The parts of the Games that ordinary Capitol people see (the “interesting parts” that are handpicked to air, the interviews under duress where contestants must be appealing in order to have a chance of being given resources while they’re in the arena, etc.) are not crafted to highlight the nastiness. They are crafted to make it look like an exciting, if risky, action game full of fascinating young people. The fact that the contestants with training beforehand are a) volunteers and b) are most likely to win and therefore stay in the public eye for more than a few weeks makes it even less obviously sickening.
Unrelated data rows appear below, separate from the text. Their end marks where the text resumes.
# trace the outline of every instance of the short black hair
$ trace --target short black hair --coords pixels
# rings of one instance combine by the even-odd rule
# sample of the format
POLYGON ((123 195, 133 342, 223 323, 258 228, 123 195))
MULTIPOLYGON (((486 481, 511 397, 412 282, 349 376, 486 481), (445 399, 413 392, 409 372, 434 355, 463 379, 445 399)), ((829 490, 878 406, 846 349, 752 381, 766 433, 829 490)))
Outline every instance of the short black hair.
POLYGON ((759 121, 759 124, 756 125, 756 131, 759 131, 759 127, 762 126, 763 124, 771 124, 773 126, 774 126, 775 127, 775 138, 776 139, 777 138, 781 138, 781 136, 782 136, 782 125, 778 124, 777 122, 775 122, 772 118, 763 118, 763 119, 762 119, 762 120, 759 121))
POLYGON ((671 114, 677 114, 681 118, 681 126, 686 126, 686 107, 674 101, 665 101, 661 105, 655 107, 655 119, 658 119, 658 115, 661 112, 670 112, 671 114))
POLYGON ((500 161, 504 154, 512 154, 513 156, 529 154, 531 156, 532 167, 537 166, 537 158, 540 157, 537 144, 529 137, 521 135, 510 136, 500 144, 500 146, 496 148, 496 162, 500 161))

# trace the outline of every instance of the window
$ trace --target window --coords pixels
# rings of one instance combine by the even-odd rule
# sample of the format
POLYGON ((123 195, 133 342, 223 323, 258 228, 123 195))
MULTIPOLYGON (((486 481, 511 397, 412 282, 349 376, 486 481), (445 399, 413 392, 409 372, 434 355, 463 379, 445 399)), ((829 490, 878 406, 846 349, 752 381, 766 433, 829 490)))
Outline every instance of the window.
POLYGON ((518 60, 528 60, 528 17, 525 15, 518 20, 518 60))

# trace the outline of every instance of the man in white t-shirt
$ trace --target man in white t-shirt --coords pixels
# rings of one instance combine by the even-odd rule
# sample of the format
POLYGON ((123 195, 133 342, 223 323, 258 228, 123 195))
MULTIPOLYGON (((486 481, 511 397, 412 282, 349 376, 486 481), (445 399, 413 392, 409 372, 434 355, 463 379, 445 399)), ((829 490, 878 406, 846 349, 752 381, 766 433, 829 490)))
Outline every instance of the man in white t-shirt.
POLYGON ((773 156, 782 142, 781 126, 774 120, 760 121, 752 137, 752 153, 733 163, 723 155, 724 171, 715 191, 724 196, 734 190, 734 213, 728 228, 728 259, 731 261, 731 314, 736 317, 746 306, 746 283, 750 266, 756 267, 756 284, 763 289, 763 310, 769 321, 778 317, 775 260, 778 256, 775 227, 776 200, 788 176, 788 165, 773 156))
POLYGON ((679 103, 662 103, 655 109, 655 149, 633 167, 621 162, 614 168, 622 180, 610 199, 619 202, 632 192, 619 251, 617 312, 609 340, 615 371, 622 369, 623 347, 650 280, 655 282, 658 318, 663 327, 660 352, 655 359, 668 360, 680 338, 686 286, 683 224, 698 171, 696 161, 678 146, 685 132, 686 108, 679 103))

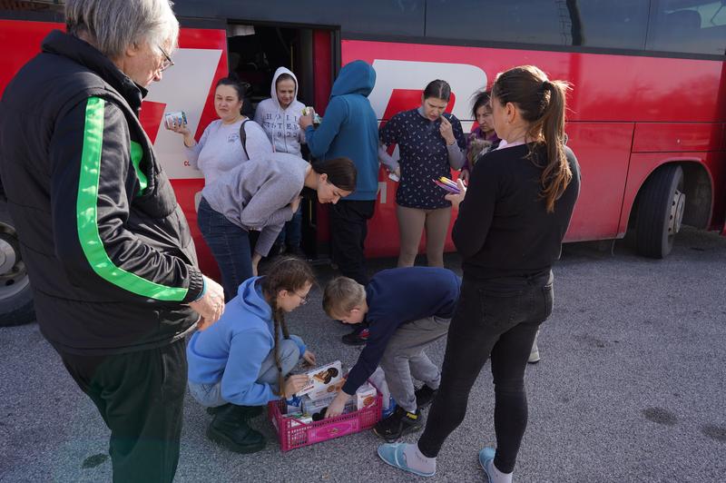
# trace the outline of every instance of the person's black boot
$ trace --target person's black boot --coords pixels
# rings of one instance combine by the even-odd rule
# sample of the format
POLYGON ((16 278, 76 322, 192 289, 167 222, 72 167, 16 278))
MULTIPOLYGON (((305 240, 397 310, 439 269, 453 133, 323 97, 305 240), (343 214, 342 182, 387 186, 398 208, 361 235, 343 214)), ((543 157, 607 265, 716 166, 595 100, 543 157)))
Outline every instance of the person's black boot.
POLYGON ((378 421, 373 428, 373 432, 386 439, 386 442, 392 443, 400 437, 417 431, 423 427, 421 409, 408 412, 399 406, 393 414, 378 421))
POLYGON ((434 402, 437 394, 438 394, 438 389, 432 389, 424 384, 414 392, 414 395, 416 395, 416 405, 418 406, 419 409, 427 408, 429 404, 434 402))
POLYGON ((207 438, 235 453, 256 453, 265 448, 265 437, 250 428, 242 417, 244 406, 222 406, 207 428, 207 438))

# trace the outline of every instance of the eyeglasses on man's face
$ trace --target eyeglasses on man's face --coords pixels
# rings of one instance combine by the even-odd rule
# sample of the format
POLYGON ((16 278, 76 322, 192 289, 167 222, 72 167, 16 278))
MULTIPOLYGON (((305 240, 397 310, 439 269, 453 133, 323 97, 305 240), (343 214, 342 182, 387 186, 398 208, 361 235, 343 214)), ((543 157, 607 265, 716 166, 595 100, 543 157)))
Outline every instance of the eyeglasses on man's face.
POLYGON ((159 50, 162 51, 162 54, 164 56, 164 61, 162 63, 162 66, 159 67, 159 72, 164 72, 166 69, 174 64, 174 61, 172 60, 172 57, 166 53, 162 45, 157 45, 157 47, 159 47, 159 50))

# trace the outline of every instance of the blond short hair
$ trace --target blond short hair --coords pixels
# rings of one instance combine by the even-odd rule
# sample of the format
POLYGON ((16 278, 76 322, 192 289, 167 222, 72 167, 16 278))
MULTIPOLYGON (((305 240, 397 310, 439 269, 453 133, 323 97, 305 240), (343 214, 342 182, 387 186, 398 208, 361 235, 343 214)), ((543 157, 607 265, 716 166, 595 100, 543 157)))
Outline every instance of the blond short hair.
POLYGON ((343 315, 366 301, 366 289, 348 277, 336 277, 323 291, 323 310, 329 317, 343 315))

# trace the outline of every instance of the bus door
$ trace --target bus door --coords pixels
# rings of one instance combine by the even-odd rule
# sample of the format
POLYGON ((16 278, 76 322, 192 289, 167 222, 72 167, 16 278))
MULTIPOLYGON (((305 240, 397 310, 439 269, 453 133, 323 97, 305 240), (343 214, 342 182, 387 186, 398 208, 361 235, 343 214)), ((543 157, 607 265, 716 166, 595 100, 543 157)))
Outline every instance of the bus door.
MULTIPOLYGON (((270 24, 231 24, 227 27, 229 70, 247 89, 242 111, 254 117, 257 105, 271 95, 278 67, 287 67, 298 79, 298 101, 324 115, 332 86, 335 31, 270 24)), ((302 155, 309 161, 307 146, 302 155)), ((327 207, 306 196, 301 248, 308 258, 325 259, 329 250, 327 207)))

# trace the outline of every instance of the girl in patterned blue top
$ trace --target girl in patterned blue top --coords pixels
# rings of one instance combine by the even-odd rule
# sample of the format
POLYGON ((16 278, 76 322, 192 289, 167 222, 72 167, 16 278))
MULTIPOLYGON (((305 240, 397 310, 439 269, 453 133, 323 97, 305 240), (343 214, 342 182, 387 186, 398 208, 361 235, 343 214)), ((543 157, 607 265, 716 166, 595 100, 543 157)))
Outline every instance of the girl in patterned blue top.
POLYGON ((400 153, 400 164, 391 170, 400 177, 396 192, 399 267, 413 266, 424 227, 428 266, 444 266, 451 203, 432 180, 449 176, 451 168, 460 169, 466 147, 459 120, 444 114, 450 97, 448 83, 432 81, 424 90, 421 106, 398 113, 379 132, 381 143, 398 144, 400 153))

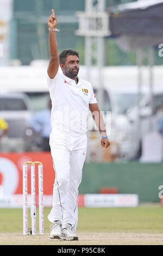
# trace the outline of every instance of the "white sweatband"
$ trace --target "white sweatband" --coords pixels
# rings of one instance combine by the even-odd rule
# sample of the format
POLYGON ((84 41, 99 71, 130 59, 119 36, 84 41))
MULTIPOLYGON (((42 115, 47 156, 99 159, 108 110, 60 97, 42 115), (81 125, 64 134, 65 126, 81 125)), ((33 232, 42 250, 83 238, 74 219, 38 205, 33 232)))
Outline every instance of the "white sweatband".
POLYGON ((58 29, 58 28, 49 28, 49 30, 51 31, 57 31, 57 32, 60 32, 60 29, 58 29))

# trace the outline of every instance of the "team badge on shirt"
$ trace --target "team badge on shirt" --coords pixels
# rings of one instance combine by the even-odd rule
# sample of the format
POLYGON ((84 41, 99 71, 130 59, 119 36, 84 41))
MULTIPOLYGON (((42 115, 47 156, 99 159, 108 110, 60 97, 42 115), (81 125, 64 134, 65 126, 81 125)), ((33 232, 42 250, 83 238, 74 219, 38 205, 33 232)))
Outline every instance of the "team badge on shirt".
POLYGON ((87 89, 82 89, 83 93, 88 93, 88 90, 87 89))
POLYGON ((69 84, 69 86, 72 86, 72 84, 69 83, 69 82, 67 82, 65 79, 64 79, 64 83, 67 83, 67 84, 69 84))

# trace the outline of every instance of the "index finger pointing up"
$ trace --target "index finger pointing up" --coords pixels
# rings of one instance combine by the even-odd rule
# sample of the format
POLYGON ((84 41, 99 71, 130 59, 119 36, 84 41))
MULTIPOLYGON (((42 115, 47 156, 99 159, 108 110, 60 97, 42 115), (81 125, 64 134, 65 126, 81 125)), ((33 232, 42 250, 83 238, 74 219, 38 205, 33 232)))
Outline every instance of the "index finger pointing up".
POLYGON ((52 9, 52 16, 53 16, 53 17, 55 17, 55 13, 54 13, 54 11, 53 9, 52 9))

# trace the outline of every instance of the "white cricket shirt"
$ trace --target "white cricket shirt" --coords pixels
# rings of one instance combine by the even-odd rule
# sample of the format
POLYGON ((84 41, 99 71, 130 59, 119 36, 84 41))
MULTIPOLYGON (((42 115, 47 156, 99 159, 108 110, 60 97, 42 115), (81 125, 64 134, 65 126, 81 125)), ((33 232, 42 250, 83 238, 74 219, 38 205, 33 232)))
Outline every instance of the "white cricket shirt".
POLYGON ((97 103, 92 87, 78 77, 78 83, 59 72, 53 79, 47 75, 52 100, 51 126, 69 132, 87 131, 89 103, 97 103))

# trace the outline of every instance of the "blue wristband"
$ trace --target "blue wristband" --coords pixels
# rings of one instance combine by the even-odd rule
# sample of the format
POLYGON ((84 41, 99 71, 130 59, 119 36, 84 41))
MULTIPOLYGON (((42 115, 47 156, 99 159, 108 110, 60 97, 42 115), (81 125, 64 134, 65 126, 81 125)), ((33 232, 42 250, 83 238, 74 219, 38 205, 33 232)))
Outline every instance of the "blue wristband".
POLYGON ((108 139, 108 136, 101 136, 102 138, 106 138, 106 139, 108 139))

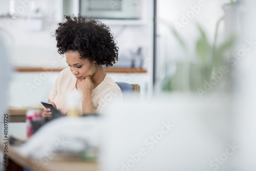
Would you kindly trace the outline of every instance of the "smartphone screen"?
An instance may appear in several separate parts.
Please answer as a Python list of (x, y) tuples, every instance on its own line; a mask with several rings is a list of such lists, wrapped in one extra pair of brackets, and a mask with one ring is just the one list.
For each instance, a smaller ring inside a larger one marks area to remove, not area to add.
[(53, 118), (56, 118), (56, 117), (60, 117), (60, 116), (63, 116), (50, 103), (49, 103), (48, 102), (45, 102), (45, 101), (41, 101), (41, 103), (42, 103), (42, 104), (44, 105), (44, 106), (45, 107), (46, 107), (46, 108), (51, 109), (51, 110), (52, 111), (52, 117)]

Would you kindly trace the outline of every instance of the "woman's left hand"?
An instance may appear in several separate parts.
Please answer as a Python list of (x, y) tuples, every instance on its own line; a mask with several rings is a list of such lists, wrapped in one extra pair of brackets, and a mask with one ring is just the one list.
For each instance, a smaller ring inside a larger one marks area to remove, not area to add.
[(82, 80), (78, 79), (76, 82), (76, 89), (81, 91), (83, 95), (88, 93), (90, 93), (91, 95), (93, 92), (93, 83), (90, 76), (87, 76)]

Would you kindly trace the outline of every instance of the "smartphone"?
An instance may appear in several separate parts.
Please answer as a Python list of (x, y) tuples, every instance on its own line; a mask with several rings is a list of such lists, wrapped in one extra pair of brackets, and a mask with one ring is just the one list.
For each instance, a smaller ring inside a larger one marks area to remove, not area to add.
[(51, 109), (51, 110), (52, 111), (52, 115), (53, 118), (57, 118), (63, 116), (50, 103), (48, 103), (48, 102), (45, 102), (45, 101), (41, 101), (41, 103), (42, 103), (42, 104), (44, 105), (44, 106), (46, 107), (46, 108)]

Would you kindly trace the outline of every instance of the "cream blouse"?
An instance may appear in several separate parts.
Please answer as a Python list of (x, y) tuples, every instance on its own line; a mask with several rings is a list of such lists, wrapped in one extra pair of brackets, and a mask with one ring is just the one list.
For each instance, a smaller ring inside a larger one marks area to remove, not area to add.
[[(76, 80), (70, 68), (66, 68), (60, 72), (50, 92), (50, 100), (54, 102), (62, 114), (68, 112), (70, 106), (68, 102), (70, 102), (71, 96), (77, 97), (72, 98), (72, 103), (77, 104), (80, 112), (82, 112), (81, 96), (76, 88)], [(104, 108), (114, 100), (122, 101), (123, 95), (119, 86), (106, 74), (104, 80), (93, 90), (92, 101), (94, 111), (97, 113), (102, 113)]]

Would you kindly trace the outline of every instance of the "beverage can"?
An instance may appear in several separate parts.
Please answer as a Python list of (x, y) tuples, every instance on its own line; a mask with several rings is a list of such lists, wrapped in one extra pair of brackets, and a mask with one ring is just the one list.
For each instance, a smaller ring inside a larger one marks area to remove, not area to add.
[(41, 112), (39, 109), (29, 109), (26, 114), (26, 123), (27, 124), (27, 136), (30, 137), (33, 134), (33, 127), (31, 121), (41, 121)]

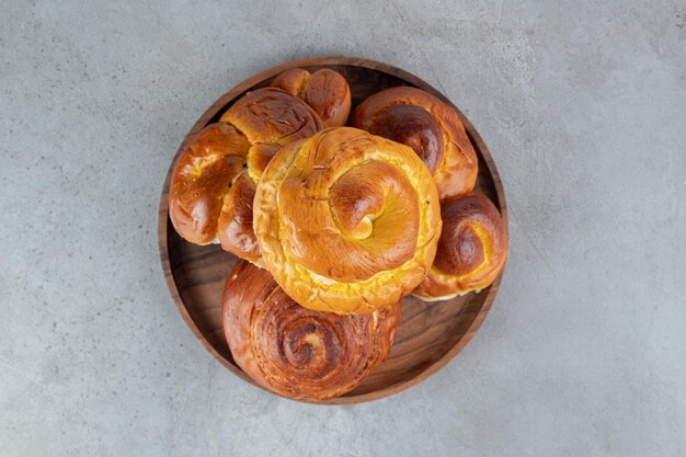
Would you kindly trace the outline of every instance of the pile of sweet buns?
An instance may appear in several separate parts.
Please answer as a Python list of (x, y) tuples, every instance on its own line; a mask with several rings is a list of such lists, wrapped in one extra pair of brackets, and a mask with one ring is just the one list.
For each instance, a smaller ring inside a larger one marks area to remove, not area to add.
[(395, 87), (350, 114), (342, 75), (288, 70), (192, 138), (171, 179), (179, 235), (242, 259), (221, 297), (233, 359), (289, 398), (352, 390), (389, 353), (403, 296), (479, 290), (505, 263), (453, 107)]

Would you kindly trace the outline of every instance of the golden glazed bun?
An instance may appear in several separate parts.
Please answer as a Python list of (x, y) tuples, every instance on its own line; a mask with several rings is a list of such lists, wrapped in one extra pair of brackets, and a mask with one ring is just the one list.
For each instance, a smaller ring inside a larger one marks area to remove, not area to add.
[(353, 127), (410, 146), (432, 172), (441, 199), (471, 192), (479, 163), (457, 112), (421, 89), (397, 87), (366, 99)]
[(242, 96), (176, 160), (169, 215), (179, 235), (196, 244), (219, 240), (226, 251), (260, 262), (252, 229), (255, 183), (282, 146), (322, 128), (311, 107), (283, 90)]
[(364, 313), (414, 289), (441, 235), (438, 193), (412, 149), (339, 127), (284, 147), (255, 192), (266, 269), (300, 305)]
[(272, 85), (302, 99), (327, 127), (340, 127), (347, 122), (351, 88), (338, 71), (324, 68), (310, 73), (294, 68), (277, 76)]
[(457, 197), (442, 206), (438, 253), (424, 282), (412, 292), (428, 301), (490, 286), (507, 258), (507, 227), (483, 194)]
[(267, 271), (242, 261), (221, 301), (236, 363), (261, 386), (294, 399), (324, 400), (355, 388), (386, 358), (400, 323), (399, 305), (361, 316), (309, 310)]

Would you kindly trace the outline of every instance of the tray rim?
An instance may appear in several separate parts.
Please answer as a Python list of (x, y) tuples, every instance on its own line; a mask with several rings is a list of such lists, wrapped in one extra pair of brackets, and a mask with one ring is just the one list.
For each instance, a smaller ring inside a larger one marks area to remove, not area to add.
[(443, 100), (444, 102), (449, 104), (451, 107), (454, 107), (455, 111), (457, 112), (457, 114), (459, 115), (460, 119), (465, 124), (465, 128), (467, 130), (469, 139), (471, 140), (472, 145), (475, 146), (475, 149), (477, 150), (477, 152), (479, 155), (481, 155), (481, 157), (483, 159), (483, 162), (485, 163), (485, 165), (489, 169), (489, 173), (491, 174), (491, 178), (493, 180), (493, 186), (495, 187), (495, 195), (498, 197), (498, 202), (495, 202), (495, 203), (496, 203), (496, 206), (501, 210), (503, 220), (505, 222), (505, 229), (506, 229), (506, 231), (508, 231), (508, 213), (507, 213), (507, 204), (506, 204), (506, 201), (505, 201), (505, 192), (504, 192), (504, 188), (503, 188), (503, 184), (502, 184), (502, 180), (501, 180), (500, 173), (498, 172), (498, 168), (495, 167), (495, 162), (493, 161), (493, 158), (491, 157), (491, 152), (490, 152), (489, 148), (487, 147), (485, 142), (483, 141), (483, 139), (481, 138), (481, 136), (479, 135), (479, 133), (477, 132), (477, 129), (471, 124), (471, 122), (467, 118), (467, 116), (465, 116), (465, 114), (449, 99), (447, 99), (446, 95), (444, 95), (437, 89), (435, 89), (434, 87), (432, 87), (431, 84), (428, 84), (424, 80), (420, 79), (419, 77), (416, 77), (416, 76), (414, 76), (414, 75), (412, 75), (412, 73), (410, 73), (410, 72), (408, 72), (408, 71), (405, 71), (405, 70), (403, 70), (401, 68), (393, 67), (393, 66), (388, 65), (388, 64), (384, 64), (384, 62), (380, 62), (380, 61), (376, 61), (376, 60), (371, 60), (371, 59), (367, 59), (367, 58), (362, 58), (362, 57), (316, 56), (316, 57), (308, 57), (308, 58), (300, 58), (300, 59), (295, 59), (295, 60), (288, 60), (288, 61), (278, 64), (276, 66), (270, 67), (270, 68), (267, 68), (267, 69), (265, 69), (263, 71), (260, 71), (260, 72), (249, 77), (248, 79), (243, 80), (242, 82), (233, 85), (231, 89), (229, 89), (229, 91), (227, 91), (219, 99), (217, 99), (217, 101), (215, 101), (201, 115), (201, 117), (195, 122), (193, 127), (191, 127), (188, 133), (184, 136), (181, 145), (176, 149), (176, 152), (174, 153), (174, 157), (171, 160), (169, 170), (167, 172), (167, 176), (164, 179), (164, 185), (162, 187), (162, 193), (160, 195), (160, 204), (159, 204), (159, 212), (158, 212), (158, 247), (159, 247), (159, 250), (160, 250), (160, 262), (162, 264), (162, 272), (164, 274), (164, 279), (165, 279), (165, 283), (167, 283), (167, 287), (169, 288), (169, 292), (170, 292), (171, 297), (172, 297), (172, 301), (174, 302), (174, 306), (175, 306), (176, 310), (179, 311), (182, 320), (191, 329), (192, 333), (199, 341), (199, 343), (203, 345), (203, 347), (205, 347), (205, 350), (207, 350), (217, 362), (219, 362), (221, 365), (224, 365), (226, 368), (228, 368), (229, 372), (231, 372), (233, 375), (238, 376), (239, 378), (241, 378), (245, 382), (251, 384), (252, 386), (259, 387), (260, 389), (262, 389), (262, 390), (264, 390), (264, 391), (266, 391), (268, 393), (276, 395), (278, 397), (286, 398), (288, 400), (306, 402), (306, 403), (313, 403), (313, 404), (355, 404), (355, 403), (363, 403), (363, 402), (367, 402), (367, 401), (371, 401), (371, 400), (378, 400), (378, 399), (381, 399), (381, 398), (385, 398), (385, 397), (389, 397), (389, 396), (399, 393), (399, 392), (401, 392), (403, 390), (407, 390), (410, 387), (415, 386), (415, 385), (422, 382), (423, 380), (427, 379), (430, 376), (434, 375), (436, 372), (438, 372), (441, 368), (443, 368), (445, 365), (447, 365), (448, 362), (450, 362), (453, 358), (455, 358), (455, 356), (457, 354), (459, 354), (465, 349), (465, 346), (467, 346), (467, 344), (469, 344), (469, 342), (471, 341), (471, 339), (473, 338), (476, 332), (479, 330), (479, 328), (483, 323), (483, 321), (484, 321), (485, 317), (488, 316), (489, 311), (491, 310), (491, 307), (493, 305), (493, 300), (495, 299), (495, 296), (498, 295), (498, 292), (500, 289), (500, 285), (501, 285), (501, 282), (502, 282), (503, 274), (504, 274), (506, 265), (503, 266), (503, 270), (501, 271), (499, 276), (495, 278), (493, 284), (490, 286), (490, 288), (488, 290), (488, 295), (484, 298), (483, 305), (479, 309), (479, 312), (477, 313), (475, 319), (469, 324), (469, 327), (468, 327), (467, 331), (465, 332), (465, 334), (462, 335), (462, 338), (460, 338), (460, 340), (458, 340), (458, 342), (453, 347), (450, 347), (450, 350), (447, 351), (441, 358), (438, 358), (437, 361), (433, 362), (431, 365), (426, 366), (416, 376), (414, 376), (414, 377), (412, 377), (410, 379), (407, 379), (407, 380), (404, 380), (404, 381), (402, 381), (400, 384), (397, 384), (397, 385), (393, 385), (393, 386), (389, 386), (389, 387), (380, 389), (380, 390), (375, 390), (375, 391), (361, 393), (361, 395), (356, 395), (356, 396), (343, 396), (343, 397), (338, 397), (338, 398), (334, 398), (334, 399), (323, 400), (323, 401), (311, 401), (311, 400), (304, 400), (304, 399), (291, 399), (291, 398), (288, 398), (288, 397), (279, 396), (278, 393), (275, 393), (275, 392), (273, 392), (273, 391), (271, 391), (271, 390), (260, 386), (258, 382), (252, 380), (252, 378), (250, 378), (242, 369), (240, 369), (238, 366), (231, 364), (229, 361), (224, 358), (224, 356), (221, 356), (221, 354), (219, 354), (214, 349), (214, 346), (207, 341), (205, 335), (201, 332), (201, 330), (197, 328), (197, 325), (193, 321), (193, 318), (190, 316), (188, 310), (186, 309), (185, 304), (184, 304), (183, 299), (181, 298), (181, 294), (179, 293), (179, 289), (176, 287), (176, 283), (174, 281), (174, 275), (173, 275), (173, 272), (172, 272), (172, 269), (171, 269), (171, 264), (170, 264), (169, 244), (168, 244), (168, 241), (169, 241), (168, 240), (168, 228), (170, 226), (170, 221), (169, 221), (169, 186), (170, 186), (170, 178), (171, 178), (171, 173), (172, 173), (174, 163), (176, 162), (176, 159), (179, 158), (179, 155), (185, 148), (188, 139), (194, 137), (201, 129), (203, 129), (207, 125), (207, 123), (213, 117), (215, 117), (217, 115), (217, 113), (219, 113), (228, 103), (230, 103), (236, 98), (238, 98), (239, 95), (241, 95), (245, 91), (250, 90), (254, 85), (258, 85), (258, 84), (262, 83), (263, 81), (265, 81), (267, 79), (271, 79), (271, 78), (277, 76), (278, 73), (281, 73), (281, 72), (283, 72), (285, 70), (291, 69), (291, 68), (312, 67), (312, 66), (332, 66), (332, 65), (362, 67), (362, 68), (376, 70), (376, 71), (381, 71), (381, 72), (391, 75), (391, 76), (393, 76), (396, 78), (402, 79), (405, 82), (409, 82), (410, 84), (413, 84), (413, 85), (415, 85), (415, 87), (418, 87), (420, 89), (423, 89), (423, 90), (425, 90), (425, 91), (427, 91), (427, 92), (438, 96), (441, 100)]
The whole setup requires a small handful of evil, ruthless people with some foolish beliefs about social engineering, and a lot of people who are oblivious ninnies controlled by social expectation and highly distractable, and that everyone who is neither be timid, otherwise occupied, and/or unable to organize. This does not look at all unlike a population of humans to me.
There’s also historical precedent: Mesoamerican civilizations were able to extort sacrificial tributes with as much of a stick and less of a carrot than the Capitol, and in Western civilization, you have gladiators in the Mediterranean area.